It is hard to consider everything in the midst of a crisis. Communication is often an afterthought, but it could be the key to preventing escalation and supporting a managed and even a positive outcome.
A crisis communications plan is essential in order to communicate the right way during a crisis. There is no substitute for preparation, and when you are in the midst of a crisis, there is no time for a dry run.
An example of the importance of communication during a crisis was evident when Chester Zoo suffered a devastating fire, on 15th December 2018, in their £40 million Monsoon Forest enclosure. The enclosure housed a number of animals including critically endangered animals such as orangutans, gibbons and macaques, as well as a number of birds, and reptiles. Described as ‘one of the toughest days in Chester Zoo’s long history’ by the zoo’s chief operating officer, Jamie Christon, it serves as an example of how a crisis communication plan should be carried out.
An important part of a crisis communications plan is preparing effectively and this can include liaising with emergency services.
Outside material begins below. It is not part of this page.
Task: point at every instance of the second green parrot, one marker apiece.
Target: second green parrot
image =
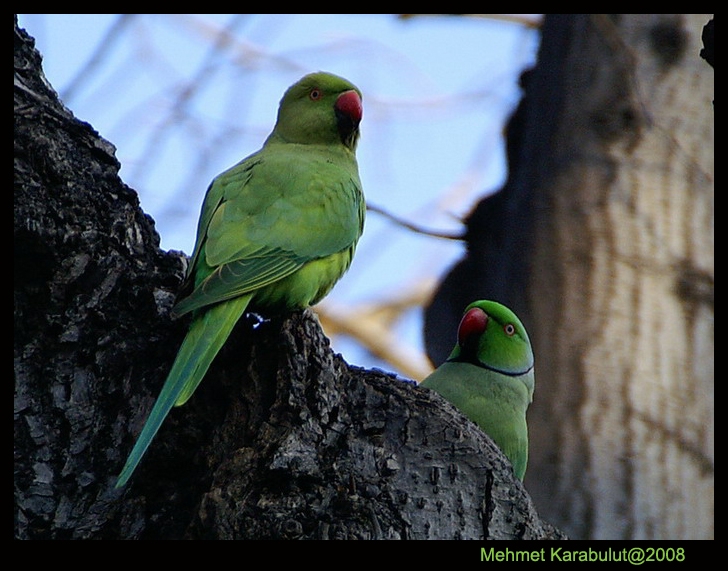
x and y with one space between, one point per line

Developing relationships and opening up a reliable line of communication with local police, fire and ambulance services can be invaluable when fast responses are required.
Chester Zoo, with the Cheshire Fire Brigade, were able to evacuate all visitors, employees and the majority of the animals housed in the Monsoon Forest enclosure – the situation could have been very different had there been confusion from the emergency services, or a breakdown of communication.
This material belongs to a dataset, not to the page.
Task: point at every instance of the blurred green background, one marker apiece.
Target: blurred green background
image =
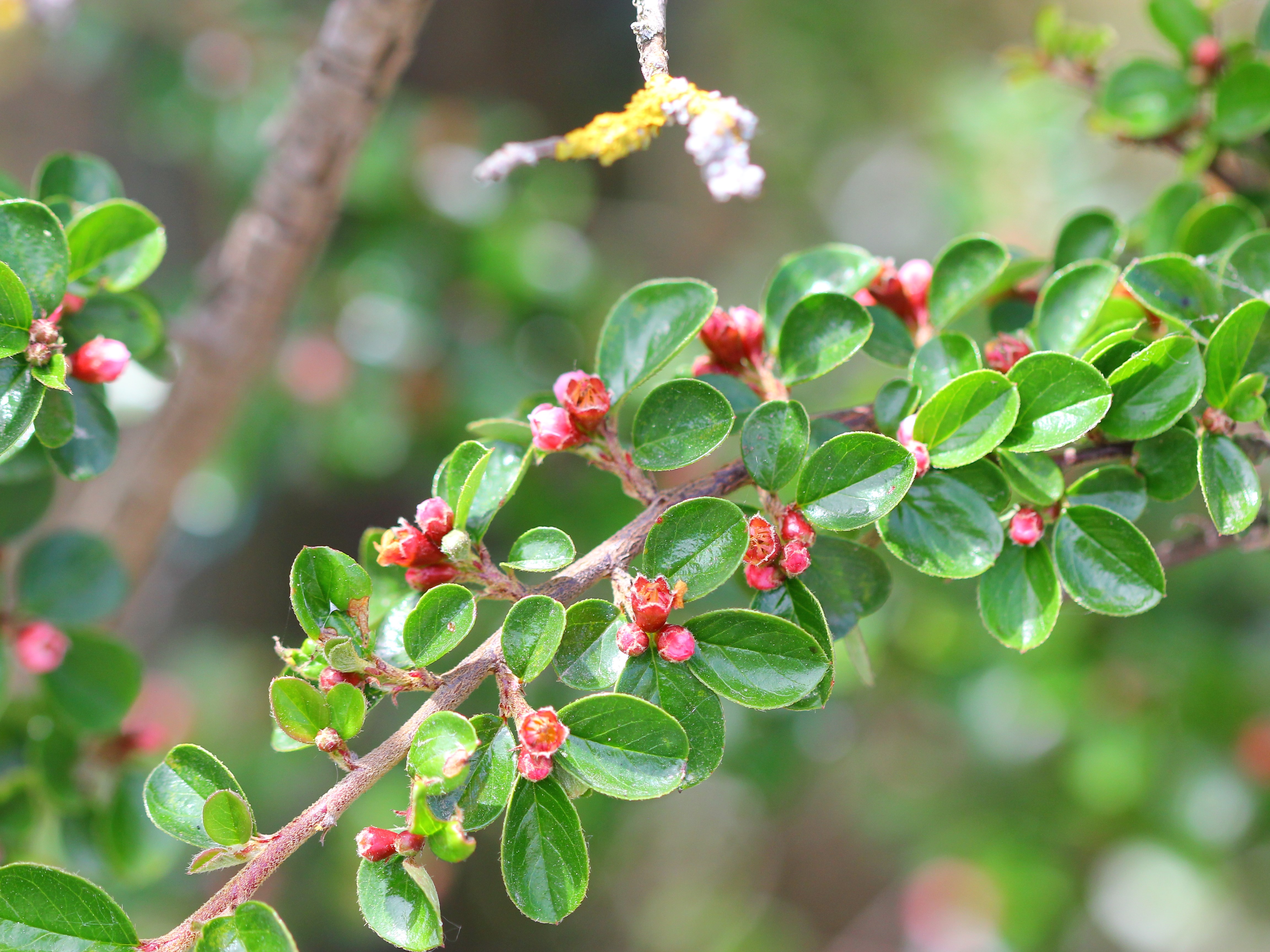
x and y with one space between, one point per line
1107 791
Communicate bad news promptly
When a crisis occurs, it is important for organisations to acknowledge it and not bury their head in the sand. The longer a problem is ignored, or dealt with behind closed doors, organisations can risk their reputations being damaged, as trust can be lost by employees, the media or the public. Communications should be clear, timely, and transparent, giving necessary information and advice to those affected by the situation.
Through social media sites such as Twitter, Chester Zoo’s communication’s team were able to immediately alert the public about the fire and give regular updates on the status of the incident. Chester Zoo remained a viable news source throughout the duration of the fire, and due to this, it continued to be a reliable and trustworthy organisation for not just the media, but also the public.
Ensure clarity and transparency
During a fast paced crisis, such as a fire, communications can easily be misinterpreted due to the circumstances, leading to confusion and mixed reports. If inaccurate information is reported, it is imperative to correct the misinformation to prevent it being re-syndicated, which could lead to conflicting reports.
When Cheshire Fire and Rescue Service sent out a tweet proclaiming that all animals were safe and accounted for, which was in fact a miscommunication, the tweet was quickly deleted. Cheshire Fire and Rescue Service then clarified that all mammals had been moved to a safe location and Chester Zoo confirmed that a small number of snakes, frogs and birds perished in the fire.
Speaking to the media
When an organisation handles a crisis, it is imperative to have a spokesperson that can give a statement to the media addressing the crisis. This is a role that many may shy away from, as messages can be misconstrued or taken out of context. As was the case when Tony Hayward, BP CEO, remarked that ‘he wanted his life back’ when he was addressing the Deepwater Horizon oil spill, which killed 11 workers. Understandably this caused a huge media backlash prolonging negative media coverage, and undermined BP’s apology for the oil spill.
In contrast, Jamie Christon, Chester Zoo’s COO, addressed the tragic fire with empathy and compassion. Instead of focusing on the devastation caused by the fire, or shifting the blame, Jamie chose to thank both the public for their continued support and praising the staff, and emergency services for their tireless efforts.
End on a positive note
As well as addressing the crisis, it is important to focus on what an organisation is going to do next. During Jamie’s speech, it was announced that Chester Zoo would be directing the huge amount of donations received from the public towards important research that contribute to Chester Zoo’s conservation projects which aim to prevent extinction, which is one of the main aims of Chester Zoo.
The way Chester Zoo handled the fire led to almost £150,000 in donations and a rush of public support. This is a prime example of how a cloud in the form of a crisis, handled the right way through effective communication, can have a silver lining.